Inconsistent hashing of types containing `Set` or `Array` fields


#1

Consider

struct TestType
    S::Set{Int}
end

t1 = TestType(Set([1,2]))
t2 = TestType(Set([1,2]))

Then I do

julia> hash(t1)
0x9e50ff0d6c1bbf02

julia> hash(t2)
0x8a1b971008dc34e8

Well, that’s kind of annoying, but at this point I’m starting to imagine reasons why this might be the case, but then I do

julia> hash(t1.S)
0xb612ae5b24500075

julia> hash(t2.S)
0xb612ae5b24500075

I’ve now discovered that this happens with types containing Array (only custom types of course! I didn’t notice this until I created a few and tested them). Since that’s a pretty important use case, I’m imagining there is a good reason for this behavior. Any idea what that might be?


#2

The fallback method for hash() just uses object_id. Try:

@edit hash(t1, UInt(0))

Even though t1 and t2 have the same contents, they are different non-bits structs so they have different identities. You might not see this effect with a bitstype struct because identical bitstype structs seem to have the same object_id():

julia> struct BitsType
         x::Int
       end

julia> b = BitsType(1)
BitsType(1)

julia> @edit hash(b, UInt(0))

julia> Base.object_id(b)
0x0df673c5a50bcfa2

julia> Base.object_id(BitsType(1))
0x0df673c5a50bcfa2

#3

At a slightly higher level:

Your custom object could care more about behavior than contents. In your example, t1 and t2 are completely independent, and can — in the future — diverge. This means that they’re not programmatically indistinguishable… so we take the conservative route and say that they’re neither == nor do they hash equal.

If you want them to behave as their contents do, then you need to decide which fields are important in their equality. It may be that not all fields are the same.

julia> struct TestType
           S::Set{Int}
       end

julia> t1 = TestType(Set([1,2]))
TestType(Set([2, 1]))

julia> t2 = TestType(Set([1,2]))
TestType(Set([2, 1]))

julia> t1 == t2
false

julia> push!(t1.S, 3)
Set([2, 3, 1])

julia> t1, t2
(TestType(Set([2, 3, 1])), TestType(Set([2, 1])))

#4

I guess my concept of == needs adjusting. I was thinking of it as being like mathematical = wherever possible. What you guys are talking about sounds more like === to me. Just because two objects may not be equal at some future t > t_{0} doesn’t mean that they are not equal at t_{0}, so I’d expect == to reflect this.
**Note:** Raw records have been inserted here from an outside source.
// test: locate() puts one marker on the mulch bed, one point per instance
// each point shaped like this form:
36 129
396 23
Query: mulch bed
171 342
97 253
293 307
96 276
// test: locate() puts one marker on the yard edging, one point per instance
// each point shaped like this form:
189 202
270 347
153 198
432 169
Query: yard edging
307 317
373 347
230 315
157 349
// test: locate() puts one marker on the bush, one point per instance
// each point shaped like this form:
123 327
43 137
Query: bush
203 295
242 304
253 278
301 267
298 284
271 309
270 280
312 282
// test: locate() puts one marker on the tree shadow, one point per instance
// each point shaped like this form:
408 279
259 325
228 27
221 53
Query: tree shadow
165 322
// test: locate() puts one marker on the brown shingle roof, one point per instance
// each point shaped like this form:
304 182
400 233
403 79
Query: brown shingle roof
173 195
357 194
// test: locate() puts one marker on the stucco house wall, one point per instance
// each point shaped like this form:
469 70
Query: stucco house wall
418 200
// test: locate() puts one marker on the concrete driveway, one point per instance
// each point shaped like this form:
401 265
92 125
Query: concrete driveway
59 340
I understand that performance could get to be an issue here for hashing of large data, but it seems to me that most users would be conscious of this, so again, I was expecting default hashing to respect the naive concept of equality, and that it would be up to users to replace the hash function if it becomes too computationally intensive.


#5

Welcome to https://github.com/JuliaLang/julia/issues/4648.


#6

Oh god, an open issue from 2013 :fearful:. I can see that I’ve walked into a minefield :laughing:.